The waste of capital is built into the Chinese economic system. Local officials control the flow of public and private capital, and they know, regardless of what Beijing may say, that the government rewards officials who produce growth and jobs no matter what the methods.
Shanghai during Chen's years in power was a national success story. No one wanted to call an end to a speculative game that produced huge numbers of jobs and big profits that could be spread high and low through the great interlocking complex of private entrepreneurs, local government officials and Communist Party leaders. There's really no chance -- short of a radical reform of the system that breaks the Communist Party's control of the economy -- that the waste of capital on a massive scale will end.
A tradition of waste
Still, just because the waste of capital is systemic and not likely to end anytime soon, it doesn't mean it's enough to endanger China's future. History is full of examples of countries that wasted and squandered their way to economic prosperity.The United States, for example, took British investors for wild speculative rides, first in canals, and then, even though the bankruptcy of so many canal companies should have taught overseas investors a lesson, in railroads. The great robber barons Jay Gould and Cornelius Vanderbilt built fortunes by watering railroad stock -- impoverishing other investors who wound up with worthless shares -- and staging vast raids designed to corner one commodity or another in the financial markets of post-Civil War America.
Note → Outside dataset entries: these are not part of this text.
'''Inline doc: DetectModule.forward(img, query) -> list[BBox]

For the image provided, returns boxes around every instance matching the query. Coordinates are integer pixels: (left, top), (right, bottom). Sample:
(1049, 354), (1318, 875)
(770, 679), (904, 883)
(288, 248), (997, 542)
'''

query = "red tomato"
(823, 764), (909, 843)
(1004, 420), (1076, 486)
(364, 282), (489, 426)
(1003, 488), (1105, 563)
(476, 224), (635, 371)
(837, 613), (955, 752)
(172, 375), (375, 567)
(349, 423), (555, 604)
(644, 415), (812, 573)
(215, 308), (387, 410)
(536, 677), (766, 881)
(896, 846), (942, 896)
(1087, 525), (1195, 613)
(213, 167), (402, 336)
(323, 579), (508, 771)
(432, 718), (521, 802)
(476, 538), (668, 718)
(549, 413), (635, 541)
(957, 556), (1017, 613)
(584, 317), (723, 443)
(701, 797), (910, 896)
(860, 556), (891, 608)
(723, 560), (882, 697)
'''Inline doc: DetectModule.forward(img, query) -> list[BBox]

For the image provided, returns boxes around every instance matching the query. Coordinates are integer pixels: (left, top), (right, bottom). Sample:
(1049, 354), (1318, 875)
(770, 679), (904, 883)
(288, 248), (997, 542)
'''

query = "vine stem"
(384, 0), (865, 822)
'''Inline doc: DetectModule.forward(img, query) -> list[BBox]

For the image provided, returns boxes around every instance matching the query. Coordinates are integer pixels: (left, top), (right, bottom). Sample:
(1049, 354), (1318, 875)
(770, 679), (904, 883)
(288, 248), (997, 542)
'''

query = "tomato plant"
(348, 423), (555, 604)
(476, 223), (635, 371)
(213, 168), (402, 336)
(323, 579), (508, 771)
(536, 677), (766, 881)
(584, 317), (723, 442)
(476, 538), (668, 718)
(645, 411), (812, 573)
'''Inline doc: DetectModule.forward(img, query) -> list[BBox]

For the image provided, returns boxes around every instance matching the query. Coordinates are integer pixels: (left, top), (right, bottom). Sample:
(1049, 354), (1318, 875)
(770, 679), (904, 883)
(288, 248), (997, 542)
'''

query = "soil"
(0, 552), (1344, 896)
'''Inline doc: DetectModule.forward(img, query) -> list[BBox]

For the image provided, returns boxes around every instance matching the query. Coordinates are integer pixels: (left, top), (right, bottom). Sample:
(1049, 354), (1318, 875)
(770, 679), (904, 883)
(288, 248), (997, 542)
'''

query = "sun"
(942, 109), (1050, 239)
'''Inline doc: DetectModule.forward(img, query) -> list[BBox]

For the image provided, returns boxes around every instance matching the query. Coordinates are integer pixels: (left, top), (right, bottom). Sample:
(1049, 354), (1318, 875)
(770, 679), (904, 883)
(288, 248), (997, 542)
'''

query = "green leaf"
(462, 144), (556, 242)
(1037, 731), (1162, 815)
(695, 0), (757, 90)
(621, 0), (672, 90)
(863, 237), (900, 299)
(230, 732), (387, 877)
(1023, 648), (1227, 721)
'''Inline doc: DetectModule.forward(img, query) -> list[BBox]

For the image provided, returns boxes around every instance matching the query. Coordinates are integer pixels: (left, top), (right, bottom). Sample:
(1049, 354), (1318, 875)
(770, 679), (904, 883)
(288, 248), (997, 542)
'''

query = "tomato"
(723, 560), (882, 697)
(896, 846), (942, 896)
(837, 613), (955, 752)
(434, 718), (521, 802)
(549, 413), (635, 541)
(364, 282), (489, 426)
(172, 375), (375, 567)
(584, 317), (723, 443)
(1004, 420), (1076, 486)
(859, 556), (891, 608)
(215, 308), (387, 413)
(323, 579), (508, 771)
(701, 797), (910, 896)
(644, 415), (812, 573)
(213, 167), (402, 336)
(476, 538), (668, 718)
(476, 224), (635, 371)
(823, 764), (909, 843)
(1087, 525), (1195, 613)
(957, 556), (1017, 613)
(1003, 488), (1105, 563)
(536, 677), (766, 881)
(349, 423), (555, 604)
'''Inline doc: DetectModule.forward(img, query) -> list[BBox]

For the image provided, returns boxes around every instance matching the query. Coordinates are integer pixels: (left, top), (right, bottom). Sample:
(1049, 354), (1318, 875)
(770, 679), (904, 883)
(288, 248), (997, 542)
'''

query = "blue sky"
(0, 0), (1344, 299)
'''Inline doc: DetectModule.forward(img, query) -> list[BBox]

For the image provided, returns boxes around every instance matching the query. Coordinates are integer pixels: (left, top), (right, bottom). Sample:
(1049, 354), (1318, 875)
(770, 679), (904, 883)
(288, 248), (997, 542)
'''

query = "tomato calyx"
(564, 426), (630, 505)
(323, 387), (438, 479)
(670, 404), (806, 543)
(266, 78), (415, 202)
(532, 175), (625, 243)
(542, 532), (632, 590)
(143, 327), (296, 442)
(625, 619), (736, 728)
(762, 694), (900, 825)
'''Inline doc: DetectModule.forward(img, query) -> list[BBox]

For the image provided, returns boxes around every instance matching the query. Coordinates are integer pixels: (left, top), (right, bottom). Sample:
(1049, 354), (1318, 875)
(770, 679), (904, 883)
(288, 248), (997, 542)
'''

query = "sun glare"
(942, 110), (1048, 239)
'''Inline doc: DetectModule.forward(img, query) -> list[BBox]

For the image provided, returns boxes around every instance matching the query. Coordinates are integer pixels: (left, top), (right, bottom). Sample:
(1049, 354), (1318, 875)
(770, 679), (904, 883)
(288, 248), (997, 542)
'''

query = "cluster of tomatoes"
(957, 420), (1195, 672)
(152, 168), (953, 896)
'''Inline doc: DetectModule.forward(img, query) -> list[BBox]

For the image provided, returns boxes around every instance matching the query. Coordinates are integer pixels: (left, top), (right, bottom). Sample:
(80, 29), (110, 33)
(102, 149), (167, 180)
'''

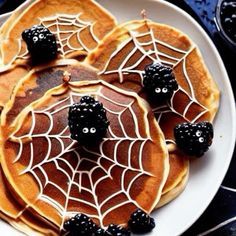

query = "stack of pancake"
(0, 0), (219, 235)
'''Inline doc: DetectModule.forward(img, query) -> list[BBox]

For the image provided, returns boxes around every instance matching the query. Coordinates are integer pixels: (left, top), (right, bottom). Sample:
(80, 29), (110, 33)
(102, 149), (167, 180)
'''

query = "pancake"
(1, 0), (116, 65)
(1, 77), (169, 229)
(0, 0), (116, 108)
(0, 59), (104, 233)
(85, 20), (219, 206)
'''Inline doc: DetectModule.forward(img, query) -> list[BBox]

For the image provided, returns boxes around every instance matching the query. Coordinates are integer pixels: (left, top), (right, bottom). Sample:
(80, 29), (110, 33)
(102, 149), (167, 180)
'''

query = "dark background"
(0, 0), (236, 236)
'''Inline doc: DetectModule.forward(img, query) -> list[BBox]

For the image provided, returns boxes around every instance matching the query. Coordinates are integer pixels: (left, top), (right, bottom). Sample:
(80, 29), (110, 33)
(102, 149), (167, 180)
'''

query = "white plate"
(0, 0), (236, 236)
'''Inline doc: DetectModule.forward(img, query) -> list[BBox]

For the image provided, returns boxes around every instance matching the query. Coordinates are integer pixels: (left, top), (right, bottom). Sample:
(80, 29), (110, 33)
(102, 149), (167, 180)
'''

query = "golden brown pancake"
(0, 59), (106, 233)
(1, 0), (116, 65)
(0, 0), (116, 107)
(1, 78), (169, 232)
(85, 20), (219, 206)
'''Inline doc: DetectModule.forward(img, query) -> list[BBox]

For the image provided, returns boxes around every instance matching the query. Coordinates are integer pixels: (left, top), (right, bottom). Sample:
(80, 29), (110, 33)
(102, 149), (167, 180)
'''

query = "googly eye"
(198, 137), (204, 143)
(196, 130), (202, 137)
(162, 88), (168, 93)
(155, 88), (161, 93)
(39, 34), (44, 39)
(90, 127), (97, 134)
(82, 127), (89, 134)
(33, 36), (39, 42)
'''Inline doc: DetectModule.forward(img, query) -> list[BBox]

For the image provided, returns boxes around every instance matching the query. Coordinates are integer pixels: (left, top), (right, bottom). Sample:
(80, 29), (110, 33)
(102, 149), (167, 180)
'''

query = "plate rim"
(0, 0), (236, 234)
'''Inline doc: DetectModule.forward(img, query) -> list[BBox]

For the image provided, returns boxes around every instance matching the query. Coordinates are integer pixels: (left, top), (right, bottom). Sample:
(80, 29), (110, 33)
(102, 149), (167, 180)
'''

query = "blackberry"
(143, 63), (178, 102)
(128, 209), (155, 233)
(64, 213), (97, 236)
(106, 224), (131, 236)
(22, 25), (57, 63)
(94, 228), (112, 236)
(220, 0), (236, 43)
(68, 96), (109, 144)
(174, 121), (213, 157)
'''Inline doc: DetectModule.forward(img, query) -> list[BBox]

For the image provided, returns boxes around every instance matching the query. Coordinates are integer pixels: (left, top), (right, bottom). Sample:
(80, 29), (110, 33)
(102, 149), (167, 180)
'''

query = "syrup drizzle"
(10, 81), (164, 229)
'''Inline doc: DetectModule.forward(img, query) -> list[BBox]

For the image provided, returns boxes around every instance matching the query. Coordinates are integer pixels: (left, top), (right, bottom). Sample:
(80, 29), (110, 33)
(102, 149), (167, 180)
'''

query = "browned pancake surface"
(1, 0), (115, 65)
(2, 81), (168, 229)
(86, 20), (219, 205)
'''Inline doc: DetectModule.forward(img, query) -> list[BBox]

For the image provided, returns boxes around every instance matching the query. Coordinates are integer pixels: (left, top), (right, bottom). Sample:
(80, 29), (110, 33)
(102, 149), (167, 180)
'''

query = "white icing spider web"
(14, 13), (99, 60)
(11, 87), (152, 227)
(41, 13), (99, 56)
(99, 28), (208, 133)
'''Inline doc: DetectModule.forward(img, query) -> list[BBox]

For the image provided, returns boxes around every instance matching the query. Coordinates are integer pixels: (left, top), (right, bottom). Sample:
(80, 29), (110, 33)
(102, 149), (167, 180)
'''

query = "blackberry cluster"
(68, 96), (109, 144)
(220, 0), (236, 43)
(106, 224), (131, 236)
(63, 213), (131, 236)
(22, 25), (57, 63)
(94, 228), (111, 236)
(128, 209), (155, 233)
(143, 63), (178, 102)
(64, 213), (97, 236)
(174, 121), (214, 157)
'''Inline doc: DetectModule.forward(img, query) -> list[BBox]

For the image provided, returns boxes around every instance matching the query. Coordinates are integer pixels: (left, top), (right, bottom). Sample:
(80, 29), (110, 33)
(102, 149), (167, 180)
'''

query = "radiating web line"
(40, 13), (99, 56)
(11, 87), (152, 227)
(99, 28), (208, 129)
(12, 12), (100, 65)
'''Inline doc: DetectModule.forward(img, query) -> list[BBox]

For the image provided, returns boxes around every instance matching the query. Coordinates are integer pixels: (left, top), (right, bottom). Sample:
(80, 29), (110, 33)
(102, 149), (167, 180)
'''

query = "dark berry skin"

In the process, they gutted going concerns and destroyed millions in capital belonging to competitors.
They probably would have felt right at home with the current generation of politically connected Chinese speculators. Gould and his partner, James Fisk, paid off Boss Tweed, head of the Tammany Hall machine that ruled New York City, in their efforts to gain control of the Erie Railroad. The pair used President Ulysses S. Grant's brother-in-law in an attempt to influence Grant and his secretary of the Treasury during an effort to corner the gold market in 1869. That ended in the Black Friday panic that saw the price of gold drop by almost 20% -- after the speculators had driven it up 30%. Thousands of investors were ruined.